Обе счастливо засмеялись. Луша вдруг спросила:

— А почему ты Антонида Николаевна? Отец же Амвросий...

— Крещен-то он Николаем... Ладно, не интересно это. Как думаешь, где поставят школу?

Они осмотрелись вокруг. В лунной ночи лежала родная деревня: черные дома, черные деревья, кружевная ограда церкви. Смутно поблескивал крест на круглой маковке церкви. Кое-где в окнах горели тусклые огоньки... Все притихшее, сказочное.

— Вот там, однако, — Луша показала на середину деревни. — Самое подходящее место.

— Верно, Луша. Высоченный дом, два этажа. Вечером весь в огнях, там по вечерам взрослые станут учиться. И библиотека будет... А утром — динь-динь-динь... Звонок. Заходите, ученики, в классы... Будет три учительницы. Нет, лучше пять...

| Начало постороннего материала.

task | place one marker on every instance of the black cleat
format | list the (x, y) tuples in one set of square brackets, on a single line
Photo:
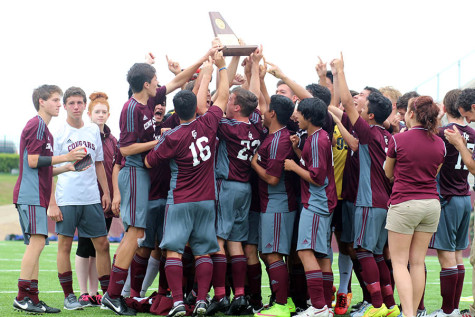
[(118, 305)]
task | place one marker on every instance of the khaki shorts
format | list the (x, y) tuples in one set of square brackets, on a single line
[(414, 215)]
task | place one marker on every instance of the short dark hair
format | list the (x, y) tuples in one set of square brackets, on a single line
[(404, 99), (246, 100), (283, 107), (74, 91), (380, 106), (185, 104), (321, 92), (44, 92), (450, 103), (139, 74), (466, 99), (314, 110)]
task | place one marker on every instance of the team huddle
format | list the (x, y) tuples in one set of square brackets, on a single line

— Сторожем дядю Василия поставим, он поправляется уже. И пускай зимой печки топит!

— Противный он какой-то, — поморщилась Антонида. — Старый, облезлый... Злющий, видать.

— Что ты, подружка, — с осуждением возразила Луша. — Нельзя так о людях. Добрый он, душа хорошая. И совсем не старый еще. Одинокий, жена погибла, дочка неизвестно где... Мне его жалко.

Антонида схватила Лушу за руку.

— Побежим к берегу!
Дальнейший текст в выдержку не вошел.